The first thing that catches your eye when you pick up Sita is the cover. If I am not wrong then the artist has rendered Sita in the image of Aishwarya Rai. As choices go, basing the protagonist on Aishwarya Rai is not bad at all, especially considering she essayed the same role in Mani Ratnam’s movie Ravan and the fact that she is arguably one of the most beautiful women on the planet.

As far as stories go, if you are aware of Indian Epic Ramayana then there are little surprises in store for you and the good part is, the author is aware of this. She is just intent on telling the story of Sita and has not bothered to expand on ancilliary tales. If you do not know your Ramayana Lore ( seriously? You don’t?) then this graphic novel works as an excellent appetizer to introduce you to the Indian mythology, but you would be left with a feeling of having missed something.
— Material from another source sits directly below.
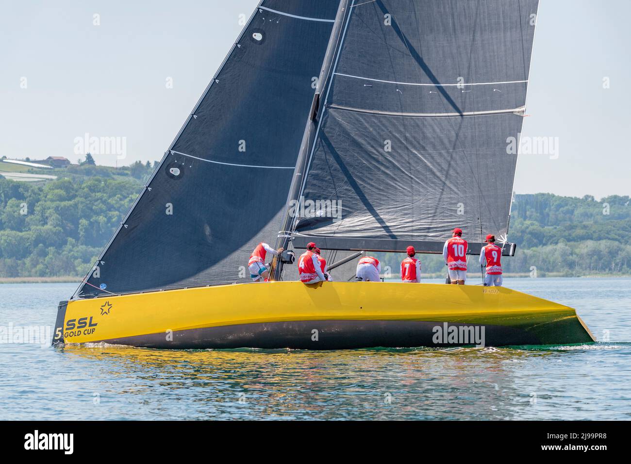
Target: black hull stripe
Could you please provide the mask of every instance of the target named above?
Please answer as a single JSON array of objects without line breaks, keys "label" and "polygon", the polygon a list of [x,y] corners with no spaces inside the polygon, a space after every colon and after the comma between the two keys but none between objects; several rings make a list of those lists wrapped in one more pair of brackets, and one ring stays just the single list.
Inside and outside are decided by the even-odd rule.
[{"label": "black hull stripe", "polygon": [[[170,337],[172,340],[168,340],[169,334],[164,333],[102,341],[115,345],[171,349],[342,350],[374,347],[445,347],[475,344],[434,343],[434,328],[442,328],[444,324],[424,321],[293,321],[181,330],[172,333]],[[449,326],[452,326],[483,327],[486,346],[541,344],[538,337],[521,329],[449,323]]]}]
For example, we suddenly meet Rama and Lakshman at Sita’s swayamvar. No explanation is given on the backdrop or Rama’s history. This entire graphic novel is Sita’s story and from her point of view. This kind of story would have been risky as the author is leaving out some crucial bits , however the author manages to capture our attention and infuse charm into the story because she writes from Sita’s perspective. This entire graphic novel is being narrated by Sita, so we are witness to her innermost feelings and reactions on various events such as meeting Ram, on being captured , on seeing Rama’s severed head , on being rejected by Ram etc.
Narrating the story through Sita’s mouth, the author gives a new dimension to the age old tale. If you are a mythology enthusiast, you would also find small nuggets here and there.

The flip side of narrating story through Sita’s character is that we miss out on a lot of action – the famed stone bridge, the ensuing war between Ram’s and Ravan’s forces and the inevitable clash of the titans. We know, see and hear what Sita does. Which depending on which side you sit, may entice or dissuade you from reading this book. I for one liked it. The story seemed fresh to me because it showed me the events of Ramayan from a different point of view. I felt sita’s exasperations and fears on being kept hostage and went through the pain of separation with Ram with her. Good stuff!

I also found the story to be a little rushed. This story needed some more pages to truly breathe and I fear it’s more the format than the author to blame.

The art here is superlative. Is it me or are Indian artists getting really really good at it! The splash pages are amazing , art is clear and the colors are absolutely to die for. Sita is graceful, Ram is divine, Ravan is strong.. This is as close to an international product as I have seen.  I am truly impressed by the art here.

In conclusion, this is a fine mythological tale which manages to find a unique voice among the myriad mythological tales, but this is definitely not for everyone. Give it a shot! You might be surprised.